O alvo seguinte dos golpes da marreta anglo-americana foi o Iraque. A invasão comandada pelos EUA e pelo Reino Unido, sem pretexto plausível, é o maior crime do século XXI. A invasão resultou na morte de centenas de milhares de pessoas em um país onde a sociedade civil já havia sido devastada por sanções americanas e britânicas consideradas “genocidas” pelos dois renomados diplomatas internacionais que as administraram, e que por essa razão renunciaram em protesto.[21] A invasão também gerou milhões de refugiados, destruiu quase que totalmente o país e promoveu um conflito sectário que agora está despedaçando o Iraque e toda a região. É um fato surpreendente sobre a nossa cultura intelectual e moral que nos círculos informados e esclarecidos a invasão possa ser chamada, eufemisticamente, de “a libertação do Iraque”.[22]

Pesquisas do Pentágono e do Ministério da Defesa britânico revelaram que apenas 3% dos iraquianos consideram legítimo o papel de segurança dos Estados Unidos em sua vizinhança, menos de 1% acreditava que as forças da “coalização” (EUA-Reino Unido) eram boas para a sua segurança, 80% opunham-se à presença das forças de coalizão no país, e a maioria apoiava ataques contra as tropas da coalizão. O Afeganistão foi destruído além da possibilidade de uma pesquisa de sondagem digna de confiança, mas há indícios de que algo semelhante pode ser igualmente verdadeiro lá. No Iraque, os Estados Unidos sofreram uma severa derrota, abandonando seus objetivos de guerra oficiais e deixando o país sob a influência do único vencedor, o Irã.[23]
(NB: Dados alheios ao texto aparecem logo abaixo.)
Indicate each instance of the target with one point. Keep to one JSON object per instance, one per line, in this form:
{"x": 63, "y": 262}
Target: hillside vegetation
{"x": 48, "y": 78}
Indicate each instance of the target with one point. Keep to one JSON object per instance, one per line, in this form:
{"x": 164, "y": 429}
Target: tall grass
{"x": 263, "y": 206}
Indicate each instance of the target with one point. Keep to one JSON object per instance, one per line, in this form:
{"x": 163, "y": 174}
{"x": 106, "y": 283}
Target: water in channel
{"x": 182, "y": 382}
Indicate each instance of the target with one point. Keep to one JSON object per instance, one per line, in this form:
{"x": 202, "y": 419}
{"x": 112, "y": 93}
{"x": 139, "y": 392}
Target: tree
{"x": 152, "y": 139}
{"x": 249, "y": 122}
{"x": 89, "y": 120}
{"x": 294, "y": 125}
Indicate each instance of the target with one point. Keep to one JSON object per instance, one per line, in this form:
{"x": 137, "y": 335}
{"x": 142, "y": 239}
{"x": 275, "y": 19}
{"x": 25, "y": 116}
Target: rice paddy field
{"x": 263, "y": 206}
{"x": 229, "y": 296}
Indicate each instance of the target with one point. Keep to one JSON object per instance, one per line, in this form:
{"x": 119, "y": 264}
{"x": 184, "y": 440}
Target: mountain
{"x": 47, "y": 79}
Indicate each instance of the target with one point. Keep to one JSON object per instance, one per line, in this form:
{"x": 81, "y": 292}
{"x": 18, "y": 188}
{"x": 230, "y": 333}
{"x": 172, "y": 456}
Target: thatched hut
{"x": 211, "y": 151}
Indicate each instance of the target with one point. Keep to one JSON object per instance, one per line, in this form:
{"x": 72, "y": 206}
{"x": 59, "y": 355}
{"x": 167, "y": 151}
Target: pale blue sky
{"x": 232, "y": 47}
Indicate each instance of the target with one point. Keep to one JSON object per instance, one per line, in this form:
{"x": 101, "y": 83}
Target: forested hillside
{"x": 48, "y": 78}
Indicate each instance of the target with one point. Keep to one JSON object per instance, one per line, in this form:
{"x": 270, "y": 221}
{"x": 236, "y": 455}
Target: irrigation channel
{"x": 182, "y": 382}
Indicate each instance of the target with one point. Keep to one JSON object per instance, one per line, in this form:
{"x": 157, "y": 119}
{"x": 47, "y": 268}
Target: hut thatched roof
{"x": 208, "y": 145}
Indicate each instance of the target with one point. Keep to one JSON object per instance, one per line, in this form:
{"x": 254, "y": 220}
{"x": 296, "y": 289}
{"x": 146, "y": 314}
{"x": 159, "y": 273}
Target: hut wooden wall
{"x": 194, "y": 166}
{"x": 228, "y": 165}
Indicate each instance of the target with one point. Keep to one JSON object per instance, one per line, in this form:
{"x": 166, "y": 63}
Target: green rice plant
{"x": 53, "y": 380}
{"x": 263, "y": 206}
A marreta também foi brandida e massacres ocorreram em outros lugares, em especial na Líbia, onde as três potências imperiais tradicionais (Inglaterra, França e Estados Unidos) asseguraram a aprovação da Resolução 1973 do Conselho de Segurança e a violaram, tornando-se a força aérea dos rebeldes. O efeito foi minar a possibilidade de um acordo pacífico e negociado; elevar o número de baixas (por, pelo menos, um fator de dez, de acordo com o cientista político Alan Kuperman); deixar a Líbia em ruínas, nas mãos de milícias em guerra; e, mais recentemente, propiciar ao Estado Islâmico uma base que o grupo pode usar para propagar o terror além. As propostas diplomáticas bastante sensatas apresentadas pela União Africana, aceitas em princípio pelo líbio Muammar Kadhafi, foram ignoradas pelo triunvirato imperial, conforme os comentários do especialista em África Alex de Waal. Um enorme fluxo de armas e jihadistas espalhou terror e violência da África Ocidental (agora o campeão mundial de assassinatos terroristas) ao Levante* –, abrindo um funil para a fuga de refugiados da África para a Europa.[24]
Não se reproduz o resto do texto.